I just finished Susannah Gregory's The Killer of Pilgrims on my Kindle. It's the sixteenth book in her series featuring Matthew Bartholomew, a physician in 14th century Cambridge. I've only read one other of the series, the one immediately preceding this one.
I'm a fan of several historical mystery series,especially the Joliffe series by Margaret Frazer and the Templar Knight Mysteries by Maureen Ash. I read them as an antidote to the other, serious reading I like to (and sometimes have to) do. Currently I'm a quarter-way into Barbara Tuchman's The Guns of August--a very serious read. I needed a break and decided to try a second book in this series.
I like the historical mystery settings. I generally find them well written with a good bit of historical flavor. Having lived in England, I can connect with some of the settings (e.g. Lincoln or Canterbury).
The main characters in these series usually have a few modern quirks--anachronisms that set them apart from the other characters and make them more like us. Matthew Bartholomew, for example, is an unusual physician. He looks for actual organic causes of illness, rather than consulting horoscopes to treat his patients, like the other (more respectable) physicians in town.

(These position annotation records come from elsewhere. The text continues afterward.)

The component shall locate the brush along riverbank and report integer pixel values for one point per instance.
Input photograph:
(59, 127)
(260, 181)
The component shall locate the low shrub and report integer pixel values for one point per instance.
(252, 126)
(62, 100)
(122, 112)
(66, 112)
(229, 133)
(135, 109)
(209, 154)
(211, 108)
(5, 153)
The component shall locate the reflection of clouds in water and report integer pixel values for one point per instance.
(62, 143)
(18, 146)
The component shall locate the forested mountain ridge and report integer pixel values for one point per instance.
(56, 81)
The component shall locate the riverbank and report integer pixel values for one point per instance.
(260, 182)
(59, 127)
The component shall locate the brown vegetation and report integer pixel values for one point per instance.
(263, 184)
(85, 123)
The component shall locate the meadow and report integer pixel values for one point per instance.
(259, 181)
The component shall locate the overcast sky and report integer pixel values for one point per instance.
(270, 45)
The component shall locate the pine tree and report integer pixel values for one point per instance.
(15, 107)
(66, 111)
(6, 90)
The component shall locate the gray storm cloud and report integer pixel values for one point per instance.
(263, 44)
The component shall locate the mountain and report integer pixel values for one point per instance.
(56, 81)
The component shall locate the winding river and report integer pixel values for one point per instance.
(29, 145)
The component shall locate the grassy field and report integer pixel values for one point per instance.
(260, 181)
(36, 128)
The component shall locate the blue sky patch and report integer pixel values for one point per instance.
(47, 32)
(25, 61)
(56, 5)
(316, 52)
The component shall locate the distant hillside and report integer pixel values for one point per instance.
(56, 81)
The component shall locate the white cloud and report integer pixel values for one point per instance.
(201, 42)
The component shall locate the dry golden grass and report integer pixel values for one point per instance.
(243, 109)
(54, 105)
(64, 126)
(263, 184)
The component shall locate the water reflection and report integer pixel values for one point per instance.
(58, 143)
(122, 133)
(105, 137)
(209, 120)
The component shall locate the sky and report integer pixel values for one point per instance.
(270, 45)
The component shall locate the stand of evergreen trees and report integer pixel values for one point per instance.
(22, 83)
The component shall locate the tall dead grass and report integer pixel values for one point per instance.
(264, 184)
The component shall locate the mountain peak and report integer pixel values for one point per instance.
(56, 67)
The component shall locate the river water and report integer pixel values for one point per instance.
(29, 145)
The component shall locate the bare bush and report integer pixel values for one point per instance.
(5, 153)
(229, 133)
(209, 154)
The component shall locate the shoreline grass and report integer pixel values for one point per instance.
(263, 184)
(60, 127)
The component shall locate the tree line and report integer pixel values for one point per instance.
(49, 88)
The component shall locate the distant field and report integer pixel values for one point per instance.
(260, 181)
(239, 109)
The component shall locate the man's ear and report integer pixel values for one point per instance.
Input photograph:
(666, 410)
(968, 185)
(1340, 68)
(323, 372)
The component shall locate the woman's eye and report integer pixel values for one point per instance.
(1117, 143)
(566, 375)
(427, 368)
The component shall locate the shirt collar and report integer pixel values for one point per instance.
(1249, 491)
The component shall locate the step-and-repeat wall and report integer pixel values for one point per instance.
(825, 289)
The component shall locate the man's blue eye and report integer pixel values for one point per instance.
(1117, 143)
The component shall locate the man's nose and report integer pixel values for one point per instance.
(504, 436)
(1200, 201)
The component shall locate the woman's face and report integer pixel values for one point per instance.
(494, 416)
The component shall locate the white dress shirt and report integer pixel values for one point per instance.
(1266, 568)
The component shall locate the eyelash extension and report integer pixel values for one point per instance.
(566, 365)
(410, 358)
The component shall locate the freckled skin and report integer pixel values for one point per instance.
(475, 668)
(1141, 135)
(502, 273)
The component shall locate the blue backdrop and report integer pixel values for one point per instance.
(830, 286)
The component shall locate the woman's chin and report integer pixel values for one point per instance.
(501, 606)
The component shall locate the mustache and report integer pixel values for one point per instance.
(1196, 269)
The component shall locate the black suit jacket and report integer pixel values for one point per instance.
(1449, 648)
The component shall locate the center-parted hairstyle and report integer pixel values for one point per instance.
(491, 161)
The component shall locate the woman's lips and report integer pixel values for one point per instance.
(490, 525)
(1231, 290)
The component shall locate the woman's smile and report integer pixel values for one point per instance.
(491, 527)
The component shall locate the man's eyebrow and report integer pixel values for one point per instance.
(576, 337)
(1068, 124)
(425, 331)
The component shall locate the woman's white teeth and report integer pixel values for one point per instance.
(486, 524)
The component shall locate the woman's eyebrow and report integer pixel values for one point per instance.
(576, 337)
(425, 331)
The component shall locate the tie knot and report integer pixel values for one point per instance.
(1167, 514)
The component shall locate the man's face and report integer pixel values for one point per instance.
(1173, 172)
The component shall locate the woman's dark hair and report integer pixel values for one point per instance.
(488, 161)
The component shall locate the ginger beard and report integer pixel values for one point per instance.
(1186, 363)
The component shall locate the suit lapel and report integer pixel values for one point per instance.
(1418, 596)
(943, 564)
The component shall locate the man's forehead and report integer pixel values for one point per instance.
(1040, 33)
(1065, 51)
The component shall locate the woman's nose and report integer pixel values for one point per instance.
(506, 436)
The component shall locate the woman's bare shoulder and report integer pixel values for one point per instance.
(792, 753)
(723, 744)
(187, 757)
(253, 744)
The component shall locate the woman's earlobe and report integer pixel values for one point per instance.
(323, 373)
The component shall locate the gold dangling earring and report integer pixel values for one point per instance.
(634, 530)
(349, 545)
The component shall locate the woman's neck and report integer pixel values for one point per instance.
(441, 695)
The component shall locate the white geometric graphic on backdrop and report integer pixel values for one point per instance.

So, I just finished The Killer of Pilgrims and found it pretty exhausting. It depicts a series of thefts and murders set against the backdrop of inter-college rivalries in 14th-century Cambridge. I have no doubt the historical details are accurate; these books stand or fall on their historicity. That said, in the wake of last week's shooting spree at UC Santa Barbara, my heart just wasn't ready for a tale filled with such callous indifference to human life. The major and minor characters in The Killer of Pilgrims seem ready to run each other through for the slightest insult. Maybe it's accurate, I didn't care.
I finished it, and may well try another one some day. But not today.